日本への関心の高まりやビザの緩和、円安による旅行費用のリーズナブルさから、多くの外国人観光客が訪れている昨今。インバウンドのお客様をおもてなしするための研修を受けるタクシードライバーが増えています。ここでは、外国人旅客接遇研修に関する情報を詳しくご紹介します。
外国人旅客接遇研修とは、公益財団法人東京タクシーセンターが開催している、外国人旅客への接遇向上を図るための研修です。
日本の文化やマナーとの違いや国ごとで異なる習慣への理解を深めながら、タクシー営業に必要な基本的な会話を身につけることができます。
研修は基本的に団体での受講となりますが、タクシードライバーの接遇向上のほか、ドライバーの評価制度にも活かせることから研修を希望するタクシー会社が増えています。
※参照元:公益財団法人 東京タクシーセンター(https://www.tokyo-tc.or.jp/driver/training/en-hospitality-training/)
インバウンド客の増加により、外国人観光客のタクシー利用が急増しています。この需要増にこたえるべくタクシー業界全体が外国人の接遇向上を図っており、外国人旅客接遇研修の受講希望者が殺到している状況です。
そのため、現在は東京タクシーセンターが指定する認定機関による委託研修の活用が薦められています。
東京タクシーセンターで直接受講ができない場合は、認定機関が実施する研修に申し込むと良いでしょう。
外国人旅客接遇研修は、基本的に法人受付による団体受講となります。個人タクシーの場合は直接申し込まなくてはなりませんが、タクシー会社に所属している場合は会社を通じて申し込むのが一般的です。
東京タクシーセンターの公式サイトで研修スケジュールが公開されているので、受講を希望する場合は申し込み期間を確認したうえで、Webまたは電話で「特別研修」として申し込みましょう。申し込み後に抽選が行われ、当選した事業者は乗務員研修の一環として全社的に実施できます。
外国人旅客接遇研修は、外国人の中でも特に多い英語圏と中国語圏のお客様を接遇するための内容となっています。
日本とのマナーや文化の違いを学んだうえで、英語・中国語の基本的な発音や会話練習のほか、ロールプレイングを取り入れた実践的な演習を行います。
これらの研修は中国語の「入門編」、英語は「初級・中級」で実施されます。
英語の接遇研修には「上級」「英語 EXCELLENT観光コース」もあり、初級・中級を受講したあとに上級を、上級受講後に英語 EXCELLENT観光コースを順次受講できるようになります。
外国人旅客接遇研修の上級を修了すると、外国人旅客接遇英語検定に挑むことができます。 乗客に見立てた外国人講師を相手に、乗車から降車までのロールプレイングを行う試験です。
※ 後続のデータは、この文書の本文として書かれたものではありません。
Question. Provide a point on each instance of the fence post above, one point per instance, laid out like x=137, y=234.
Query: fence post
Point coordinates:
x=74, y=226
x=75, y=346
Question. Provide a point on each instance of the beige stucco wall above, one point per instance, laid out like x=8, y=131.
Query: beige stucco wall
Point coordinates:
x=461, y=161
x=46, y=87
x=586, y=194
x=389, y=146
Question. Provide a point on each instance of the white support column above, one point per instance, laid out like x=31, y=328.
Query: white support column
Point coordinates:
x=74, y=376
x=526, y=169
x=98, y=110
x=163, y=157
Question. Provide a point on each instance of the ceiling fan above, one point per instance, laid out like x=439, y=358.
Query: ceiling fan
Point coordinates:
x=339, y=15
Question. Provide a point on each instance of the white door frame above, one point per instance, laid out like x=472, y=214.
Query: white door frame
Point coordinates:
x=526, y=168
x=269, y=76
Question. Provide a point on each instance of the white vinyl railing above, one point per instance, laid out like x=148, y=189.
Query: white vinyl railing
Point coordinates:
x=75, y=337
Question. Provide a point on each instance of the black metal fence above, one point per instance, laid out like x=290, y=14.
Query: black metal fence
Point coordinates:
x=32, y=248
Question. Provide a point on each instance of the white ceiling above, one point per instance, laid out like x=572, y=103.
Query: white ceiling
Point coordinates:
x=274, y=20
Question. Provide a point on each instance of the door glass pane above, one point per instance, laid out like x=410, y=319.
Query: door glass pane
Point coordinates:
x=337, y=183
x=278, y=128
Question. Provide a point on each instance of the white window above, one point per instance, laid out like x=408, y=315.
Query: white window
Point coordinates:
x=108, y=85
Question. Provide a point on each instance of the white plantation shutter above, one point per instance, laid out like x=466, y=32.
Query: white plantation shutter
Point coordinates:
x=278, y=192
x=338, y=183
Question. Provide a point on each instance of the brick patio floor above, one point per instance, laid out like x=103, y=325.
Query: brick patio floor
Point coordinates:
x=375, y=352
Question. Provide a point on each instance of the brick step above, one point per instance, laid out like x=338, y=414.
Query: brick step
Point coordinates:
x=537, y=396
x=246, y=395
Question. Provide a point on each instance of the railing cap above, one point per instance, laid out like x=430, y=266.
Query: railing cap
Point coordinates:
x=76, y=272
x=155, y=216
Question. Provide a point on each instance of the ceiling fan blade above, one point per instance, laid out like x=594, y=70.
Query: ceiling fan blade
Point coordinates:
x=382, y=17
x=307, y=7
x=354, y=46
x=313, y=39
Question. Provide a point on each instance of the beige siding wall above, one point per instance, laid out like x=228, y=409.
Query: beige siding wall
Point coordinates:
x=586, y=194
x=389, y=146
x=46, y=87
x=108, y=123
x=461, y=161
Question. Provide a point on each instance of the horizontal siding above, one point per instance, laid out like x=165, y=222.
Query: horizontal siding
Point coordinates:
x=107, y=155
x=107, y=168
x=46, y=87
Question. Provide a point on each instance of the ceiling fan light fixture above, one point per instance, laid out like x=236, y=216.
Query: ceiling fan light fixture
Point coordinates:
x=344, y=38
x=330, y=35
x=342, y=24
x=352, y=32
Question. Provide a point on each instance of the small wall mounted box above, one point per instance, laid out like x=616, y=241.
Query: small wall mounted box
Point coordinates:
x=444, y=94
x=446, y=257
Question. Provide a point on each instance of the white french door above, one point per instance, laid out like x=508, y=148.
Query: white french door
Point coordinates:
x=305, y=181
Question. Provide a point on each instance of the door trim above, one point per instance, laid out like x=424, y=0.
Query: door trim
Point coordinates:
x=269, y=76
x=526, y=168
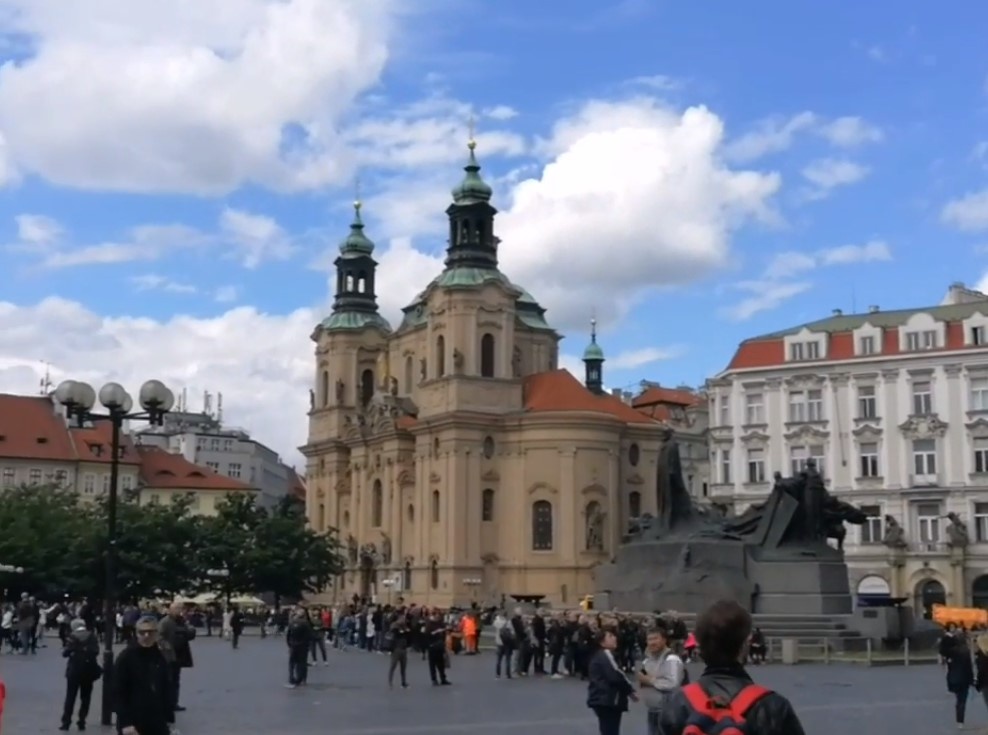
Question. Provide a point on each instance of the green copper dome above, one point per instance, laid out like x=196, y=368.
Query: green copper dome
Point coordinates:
x=356, y=243
x=472, y=189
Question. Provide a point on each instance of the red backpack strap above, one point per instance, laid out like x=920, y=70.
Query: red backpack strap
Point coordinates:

検定に合格すると、外国人旅客に英語で接遇できる運転者であることを証明するECD(ENGLISH CERTIFIED DRIVER)の認定章が交付されます。
外国人旅客接遇英語検定に合格し、ECDの認定章を持つことで、外国人のお客様が安心してタクシーを利用できるようになります。ときには、一度利用してもらったお客様に信頼をいただき、再び依頼されることもあるようです。
外国人のお客様の利用が多いエリアで順番の優遇を受けられることもあるため、売上アップにもつながります。
外国人旅客接遇英語検定に合格すると、ECDの認定章が交付されます。この認定章はマグネット式でタクシーの車体に貼付できるようになっており、羽田空港国際線ターミナルや東京駅八重洲口に設けられている「検定合格者専用レーン」に入れるようになります。
また、英語での接客を希望する外国人のお客様を優先的に乗せられます。
検定を取得することでタクシーの経歴や技術力以外にも専門スキルを証明できるようになります。所属するタクシー会社を変えたいときなど、今後の転職活動にも有利となるでしょう。
売上アップを図りたい方はもちろん、英語によるコミュニケーションスキルを活かしてキャリアアップにつなげたい人におすすめです。